L’assignation de l’homme au rôle de ressource dans le système productif a
de moins en moins d’adeptes parmi les économistes qui estiment que le
creusement des inégalités provient de ce malsain jeu de rôle. Dans une autre
chronique (https://bit.ly/3lYbN0H) publiée l’année dernière, j’ai alerté sur la
question en écrivant ceci :
«Dans le schéma actuel le capital perçoit le travail comme une simple
ressource, au même titre que l’énergie, les matériaux ou les équipements dont
il a besoin. Une marchandise comme une autre ! La marchandisation du
travail est une forme insupportable de l’avilissement de l’Homme.
(...). Avec le personnel soignant la marchandisation de leur travail s’inscrit
dans la rentabilisation forcenée de la Santé. La société va-t-elle leur
permettre de recouvrir enfin leur dignité d’êtres humains, ou bien
resteront-ils à jamais les prestataires de services au travail
tarifé ? (...) .
Apparemment l’individu ne peut s’épanouir que dans un environnement
démocratique. La démocratie dans l’entreprise passe nécessairement par la «démarchandisation» du
travail ! Condition sine qua none pour changer le regard sur le travailleur
qui, du coup va intégrer le statut de partenaire et pourvoir ainsi décider du
devenir de son entreprise. (...). Pour y parvenir il est non moins nécessaire de
ne plus relier la législation du travail aux lois du marché. Ce
sont ces dernières qui, impitoyablement imposent une perception mercantile du
travail, sans le moindre souci ou considération pour celui-là même qui fournit
ce travail.
La logique de rentabilité qui régit toutes les lois du marché est à
l’origine de la déstructuration des sociétés qui peinent à concilier capital et
travail. L’antagonisme entre ces deux composantes de la production est exacerbé
par la concurrence, qui nourrit le risque de conflagration sociales à tout
moment. Renoncer à la marchandisation de la valeur travail va dissoudre
l’antagonisme et partant, désamorcer les risques de conflits».

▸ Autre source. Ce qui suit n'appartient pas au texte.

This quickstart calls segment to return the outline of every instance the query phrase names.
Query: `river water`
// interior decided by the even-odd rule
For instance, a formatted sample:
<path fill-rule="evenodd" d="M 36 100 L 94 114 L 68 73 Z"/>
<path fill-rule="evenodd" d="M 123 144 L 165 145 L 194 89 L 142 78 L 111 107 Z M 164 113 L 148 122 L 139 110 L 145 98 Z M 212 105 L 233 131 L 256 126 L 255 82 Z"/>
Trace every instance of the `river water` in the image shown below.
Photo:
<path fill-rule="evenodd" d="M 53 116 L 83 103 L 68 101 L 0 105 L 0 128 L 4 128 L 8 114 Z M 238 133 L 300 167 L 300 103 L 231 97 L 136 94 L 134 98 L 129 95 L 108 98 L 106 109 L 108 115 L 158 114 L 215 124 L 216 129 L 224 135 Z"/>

Impossible que tout cela ait pu échapper à la sagacité des membres de la
CSMD. Mais impossible pour eux de s’affranchir du dogme
libéral qui impose à l’homme d’être au service du marché alors que
du point de vue de leur éthique ça devait l’inverse, c’est l’homme
qui doit être la finalité du marché.
Mission de taille, normal que l’accouchement du NMD se fasse dans la
douleur. Il faut cependant rendre hommage à M. Benmoussa et consorts pour cette
belle construction intellectuelle qui ne donnera certainement pas satisfaction
à tout le monde, mais qui réussit la gageure de concilier parfois
l’inconciliable.
La mise en œuvre sera d’une toute autre difficulté, mais on aura la
chance de disposer au moins d’un canevas offrant bien des cohérences.